The actual way it decides what samples to save is somewhat complicated i.e. not just a straight "1 in 10" of the samples from the in-memory ASH. It saves 1 in 10 of the sample sets when there was activity, but saves all of the session data from such a saved sample. This way you get all of the active session data from a saved sample, rather than just 1 in 10 of the active sessions and so be missing a complete picture of a sample set.

You can query DBA_HIST_ACTIVE_SESS_HISTORY in much the same way as you would query V$ACTIVE_SESSION_HISTORY, except that there are fewer samples covering longer periods of time.

Historical System Activity

The previous views are all about individual sessions, but Oracle also has a lot of information about other activity on the database as a whole in the other dynamic performance views. Most of these hold cumulative values - the data values only ever go up as new measurements are added in. In many cases their data is essentially a sum of the activity across all of the sessions in the system. These views can provide other useful information about what has been happening on a system. Oracle also takes snapshots of these data sets into the AWR, into a series of DBA_HIST_* tables, which you again need the Diagnostics Pack license for the right to query them.

The default snapshot interval is every hour, and they are retained for 7 days (these can be changed if desired, which can be useful). An AWR snapshot copies all data in all of the relevant dynamic performance views into their corresponding DBA_HIST_ table with a SNAP_ID column added in to identify the relevant snapshot. Unlike ASH, which is only a sampled subset, all of the data in the corresponding dynamic performance views is saved on each snapshot, so there are no issues over any missing data within a snapshot.

You can make use of this AWR data either by running a standard AWR report which summarises all activity between two snapshots, or by writing your own queries directly against these DBA_HIST_* tables for things of interest to you. The latter can be useful if you don't want to have to produce a set of AWR reports and then read through them manually to find something of interest. The right kind of queries can summarise key activity data across multiple snapshots, helping you identify any abnormalities or peak activity periods or anything else of interest.

In the same way that you might look at a dynamic performance view to see changes in real time, you can query the corresponding DBA_HIST_* table to see what changed over longer periods of time and between multiple snapshots. But your query will need to get two sets of snapshots (using the SNAP_ID column probably) and subtract the cumulative values of one from the other to get the change in value over that time i.e. the actual measure of the activity over that period of time.

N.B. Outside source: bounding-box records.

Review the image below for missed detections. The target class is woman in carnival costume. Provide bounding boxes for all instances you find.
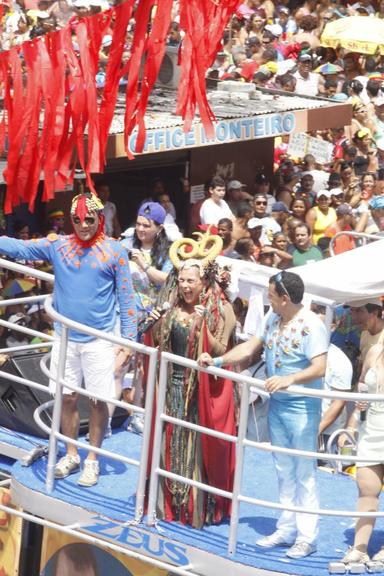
[152,232,236,528]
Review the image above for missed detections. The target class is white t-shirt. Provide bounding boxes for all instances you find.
[200,198,234,226]
[104,200,117,236]
[301,170,329,192]
[321,344,353,435]
[293,71,320,96]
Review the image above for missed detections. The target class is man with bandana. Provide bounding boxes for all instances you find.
[355,196,384,236]
[0,193,137,486]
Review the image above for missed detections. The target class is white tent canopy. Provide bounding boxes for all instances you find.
[221,239,384,304]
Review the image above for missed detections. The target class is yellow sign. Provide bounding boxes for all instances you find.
[0,488,22,576]
[39,528,166,576]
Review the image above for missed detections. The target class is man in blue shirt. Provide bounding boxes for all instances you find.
[199,271,328,558]
[0,194,137,486]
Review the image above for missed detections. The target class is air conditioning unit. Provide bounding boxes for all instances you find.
[156,46,180,89]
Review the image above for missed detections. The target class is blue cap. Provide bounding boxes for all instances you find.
[271,202,289,212]
[368,196,384,210]
[137,202,167,224]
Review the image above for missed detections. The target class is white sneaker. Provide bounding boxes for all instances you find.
[77,458,100,487]
[342,546,368,564]
[256,530,294,548]
[285,541,317,559]
[54,454,80,480]
[84,418,112,442]
[127,412,144,434]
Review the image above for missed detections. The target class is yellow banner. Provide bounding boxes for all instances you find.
[0,488,22,576]
[39,528,166,576]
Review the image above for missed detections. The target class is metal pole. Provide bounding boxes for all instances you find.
[45,325,68,493]
[135,350,158,522]
[228,383,249,555]
[148,355,168,526]
[325,306,333,336]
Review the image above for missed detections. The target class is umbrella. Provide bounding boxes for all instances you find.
[315,62,343,76]
[321,16,384,54]
[3,279,36,298]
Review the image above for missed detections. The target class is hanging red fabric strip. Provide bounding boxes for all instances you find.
[0,0,241,212]
[0,52,8,154]
[176,0,241,137]
[124,0,155,158]
[76,18,100,173]
[14,41,41,207]
[42,30,66,201]
[4,48,25,214]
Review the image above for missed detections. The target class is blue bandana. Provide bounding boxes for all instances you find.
[369,196,384,210]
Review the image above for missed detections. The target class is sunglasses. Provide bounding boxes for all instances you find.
[72,216,96,226]
[275,272,291,299]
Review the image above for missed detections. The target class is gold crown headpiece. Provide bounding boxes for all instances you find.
[169,226,223,270]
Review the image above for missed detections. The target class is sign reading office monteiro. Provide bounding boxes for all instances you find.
[124,112,295,154]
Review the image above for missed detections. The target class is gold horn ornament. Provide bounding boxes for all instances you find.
[169,226,223,270]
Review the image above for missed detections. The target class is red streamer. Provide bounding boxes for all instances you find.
[0,0,241,213]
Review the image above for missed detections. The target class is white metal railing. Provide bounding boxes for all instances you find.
[0,258,384,575]
[329,230,383,256]
[0,258,158,521]
[148,352,384,555]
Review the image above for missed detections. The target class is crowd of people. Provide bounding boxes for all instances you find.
[0,183,384,563]
[0,0,384,564]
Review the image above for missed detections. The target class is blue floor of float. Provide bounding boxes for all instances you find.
[5,430,384,576]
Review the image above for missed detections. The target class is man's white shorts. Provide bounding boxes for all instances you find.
[49,337,116,399]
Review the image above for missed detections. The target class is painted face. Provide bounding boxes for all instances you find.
[253,196,268,216]
[97,184,110,204]
[268,284,286,314]
[316,194,331,208]
[135,216,161,244]
[332,193,345,206]
[158,194,172,213]
[209,186,225,202]
[292,200,307,219]
[177,266,204,306]
[273,234,288,250]
[71,212,99,242]
[301,174,314,192]
[295,226,310,248]
[217,224,231,242]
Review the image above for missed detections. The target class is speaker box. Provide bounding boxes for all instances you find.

I've blogged about querying the AWR DBA_HIST_ tables directly before.

For reference here are a few dynamic performance views and the corresponding DBA_HIST_ table they get saved to by an AWR snapshot:
  • V$SYSSTAT (individual named system statistic counters) maps to DBA_HIST_SYSSTAT
  • V$SYSTEM_EVENT (wait event occurrence and time counters) maps to DBA_HIST_SYSTEM_EVENT and to DBA_HIST_BG_EVENT_SUMMARY for Background events
  • V$SQL has no direct map, but V$SQLSTATS maps to DBA_HIST_SQLSTAT

SQL Statements Executed

The other approach to investigating performance problems is to look at the SQL statements being executed, as opposed to what individual sessions are doing or the system as a whole. The most relevant dynamic performance views for SQL execution information are:
  • V$SESSION - contains the SQL_ID of the SQL statement a session is currently executing (if any)
  • V$SQL and V$SQLSTATS for all SQL statements recently executed, with execution statistics, etc.
    • Remember that these activity counters are cumulative and simply increase in value on each execution of that SQL statement
    • SQL statements are retained in V$SQL while they are being executed, but after that they can be removed for that slot to be reused by another SQL statement. So there is no guarantee that V$SQL contains all SQL statements recently executed
    • However, the most frequently executed SQL statements will tend to remain in V$SQL


The following dynamic performance views and AWR tables can directly provide you with information about what is and what has happened on an Oracle database instance, and are extremely useful for investigating performance problems. Remember that to use some of these you must have purchased the Diagnostics Pack for your Enterprise Edition Oracle database software.
  • V$SESSION for what is happening now in each session
  • V$SESSION_EVENT for total waits a session has experienced
  • V$ACTIVE_SESSION_HISTORY for recent session history
  • DBA_HIST_ACTIVE_SESS_HISTORY for a sampled subset of session history over a longer period of time
  • DBA_HIST_SYSSTAT, DBA_HIST_SYSTEM_EVENT, DBA_HIST_SQL_STAT and DBA_HIST_SYS_TIME_MODEL in the AWR for full copies of the corresponding dynamic performance view taken at regular intervals
  • V$SQL and V$SQLSTATS for the most recently executed SQL statements, still present in the shared pool in the SGA

Wednesday, 28 March 2018

Hash Join Overflow to Disk Summary

[I'm a bit busy at the moment working with a new client on a large and complex database, so I'm afraid I've only got time to do a quick post. I have a new post on a different topic planned, but am struggling with the time needed to write it up properly, so a short post is all I can squeeze in]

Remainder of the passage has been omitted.